Big data analytics empowered by AI can be used to generate a more accurate and comprehensive assessment of companies’ business performance, as well as their economic, social, and environmental impact. This empowers investors by giving them confidence in their decisions and visibility over the potential effects of their investments, helping them take non-financial factors into consideration without compromising on returns.
Data storage is chiefly the domain of data engineers and data architects, so let us consider the analysis and aggregation of information. How can tonnes of data be analysed effectively? Where can investors locate this data and how do they use it to make optimal investment choices?
Alternative data represents sets of information about a particular company or industry and competitors. This information is published by external sources and can provide important insights into investment opportunities.
Alternative data often provides an astonishing amount of information on market players. In some cases, this may not be the information sought by an investor; however, it might indicate certain features and present important insights. Sentiment analysis is a great example of this and of how it might be used for investment purposes.

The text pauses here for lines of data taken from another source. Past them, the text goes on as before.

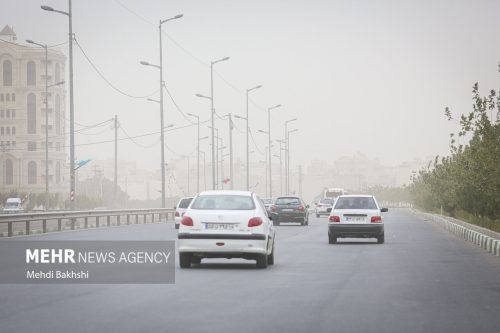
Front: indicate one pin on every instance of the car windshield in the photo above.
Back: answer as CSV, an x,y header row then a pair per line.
x,y
185,202
225,202
355,203
288,201
333,194
326,201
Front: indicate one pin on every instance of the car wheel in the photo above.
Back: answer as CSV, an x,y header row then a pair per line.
x,y
332,239
270,258
262,260
185,260
380,239
196,260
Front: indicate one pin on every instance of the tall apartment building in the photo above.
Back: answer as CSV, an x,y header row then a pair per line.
x,y
22,117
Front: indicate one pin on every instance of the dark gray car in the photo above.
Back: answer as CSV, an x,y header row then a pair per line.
x,y
289,209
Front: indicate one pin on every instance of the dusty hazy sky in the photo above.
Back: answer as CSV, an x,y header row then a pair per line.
x,y
361,76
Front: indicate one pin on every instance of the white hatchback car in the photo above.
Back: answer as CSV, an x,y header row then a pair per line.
x,y
226,224
356,216
180,209
322,207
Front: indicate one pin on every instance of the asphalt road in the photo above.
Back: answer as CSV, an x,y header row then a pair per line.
x,y
423,279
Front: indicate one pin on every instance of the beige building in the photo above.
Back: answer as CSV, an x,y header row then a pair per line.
x,y
22,117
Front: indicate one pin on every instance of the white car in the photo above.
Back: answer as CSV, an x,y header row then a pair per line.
x,y
322,207
268,202
356,216
180,209
13,205
226,224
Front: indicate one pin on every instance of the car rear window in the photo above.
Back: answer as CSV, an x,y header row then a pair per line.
x,y
185,202
355,203
288,201
326,201
224,202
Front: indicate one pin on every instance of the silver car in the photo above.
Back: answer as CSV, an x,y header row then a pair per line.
x,y
356,216
180,209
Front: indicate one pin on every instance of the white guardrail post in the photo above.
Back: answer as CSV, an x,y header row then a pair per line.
x,y
76,219
488,243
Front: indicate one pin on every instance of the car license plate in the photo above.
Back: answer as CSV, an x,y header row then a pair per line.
x,y
219,226
354,218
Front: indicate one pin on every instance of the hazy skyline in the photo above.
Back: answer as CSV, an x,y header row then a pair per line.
x,y
364,76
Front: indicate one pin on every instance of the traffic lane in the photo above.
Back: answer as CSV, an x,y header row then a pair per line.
x,y
422,279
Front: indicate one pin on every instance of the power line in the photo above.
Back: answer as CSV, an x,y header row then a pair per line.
x,y
254,143
177,106
106,80
137,143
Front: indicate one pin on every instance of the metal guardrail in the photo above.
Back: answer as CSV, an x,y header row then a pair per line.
x,y
487,242
74,218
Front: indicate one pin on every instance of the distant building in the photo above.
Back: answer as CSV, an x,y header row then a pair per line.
x,y
22,117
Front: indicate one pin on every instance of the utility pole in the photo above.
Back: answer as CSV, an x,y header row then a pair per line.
x,y
300,181
116,155
281,167
189,187
231,176
221,148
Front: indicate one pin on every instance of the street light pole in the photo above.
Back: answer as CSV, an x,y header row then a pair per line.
x,y
281,167
46,101
162,134
198,153
270,159
286,155
248,146
71,104
231,176
212,63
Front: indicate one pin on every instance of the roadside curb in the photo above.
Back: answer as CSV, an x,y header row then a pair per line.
x,y
490,244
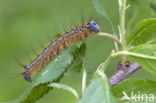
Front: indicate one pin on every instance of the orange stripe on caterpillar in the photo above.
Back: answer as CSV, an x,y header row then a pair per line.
x,y
54,48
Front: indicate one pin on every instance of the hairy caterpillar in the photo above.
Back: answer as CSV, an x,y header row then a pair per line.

Czech data scientists, Petr Hajek and Josef Novotny, who in January 2022 authored a study named ‘Fuzzy Rule-based Prediction of Gold Prices Using News Effect’, devised a highly interpretable trading strategy in terms of rule complexity. Their gold price trend predictions show improved accuracy compared to the number of benchmarks and their model outperforms other state-of-the-art models using alternative baseline strategies in terms of predicting one-day-ahead movement in gold futures price.
Their philosophy is that diverse AI methods for predicting the gold price outperform traditional statistical methods. Previously, research neglected the transparency of legacy systems, which do not incorporate the important effect of media sentiment on investment decisions. They believe their system, by taking into account the news effect, is better than other models which use machine learning and deep learning algorithms. This has important ramifications for investors.
Social sentiment analysis investing
Predicting commodity stock prices with the use of sentiment analysis is in fact an AI technique. Sentiments expressed by reliable sources on social media and other news channels can play a key role in the investment arena.
This poses some critical questions such as 1) How do I choose the right sources for my sentiment analysis?, 2) Is it only applicable for commodities? What about stocks, private companies, and other equities?, and 3) What is behind the curtain? In other words, which model, metrics, or training techniques are used to gather the data?
Taking the guesswork out of media data analysis by using AI can provide fast, granular insights that can help steer critical investment decisions.
Data science can provide integrated media analysis from multiple platforms, giving investors the power to leverage industry- and use-case-specific AI, and eventually apply the insights to steer investments.
While investors do not have to rely on hundreds of sources and an army of AI-driven techniques, access to highly accurate real-time data generated through data science, AI, and big data harvesting, is key to boosting return on investment. However, it is important to supplement this information with insights from alternative sources too, in order to make well-rounded investment choices.